Astemizole as a drug to inhibit the effect of SARS-COV-2 in vitro

Xiangjun Wang; Jiayu Lu; Shuai Ge; Yajing Hou; Tian Hu; Yuexin Lv; Cheng Wang; Huaizhen He

doi:10.1016/j.micpath.2021.104929

. 2021 Apr 29;156:104929. doi: 10.1016/j.micpath.2021.104929

Astemizole as a drug to inhibit the effect of SARS-COV-2 in vitro

Xiangjun Wang ¹, Jiayu Lu ¹, Shuai Ge ¹, Yajing Hou ¹, Tian Hu ¹, Yuexin Lv ¹, Cheng Wang ¹, Huaizhen He ^1,^∗

PMCID: PMC8081582 PMID: 33932547

Abstract

Since the beginning of December 2019, a novel Coronavirus severe respiratory disease, caused by Severe Acute Respiratory Syndrome Coronavirus 2 (SARS-CoV-2) which also been termed 2019-new CoV (2019-nCoV), has continued to spread worldwide.

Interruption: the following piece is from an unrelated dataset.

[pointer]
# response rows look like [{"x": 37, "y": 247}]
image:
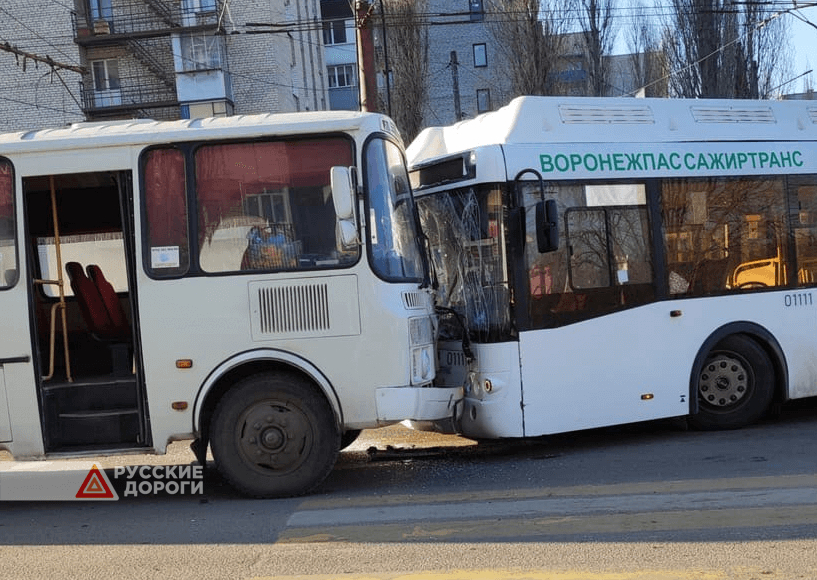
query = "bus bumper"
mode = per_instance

As of August 27, 2020, a total of 24,232,429 people have been infected and 826,518 people have died. In our study, we found that astemizole can antagonize ACE2 and inhibit the entry of SARS-COV-2 spike pseudovirus into ACE2-expressed HEK293T cells (ACE2hi cells). We analysied the binding character of astemizole to ACE2 by molecular docking and surface plasmon resonance (SPR) assays and molecule docking, SARS-COV-2 spike pseudotype virus was also taken to investigate the suppression viropexis effect of astemizole. The results showed that astemizole can bind to the ACE2 receptor and inhibit the invasion of SARS-COV-2 Spike pseudoviruses. Thus astemizole represent potential drug candidates that can be re-used in anti-coronavirus therapies.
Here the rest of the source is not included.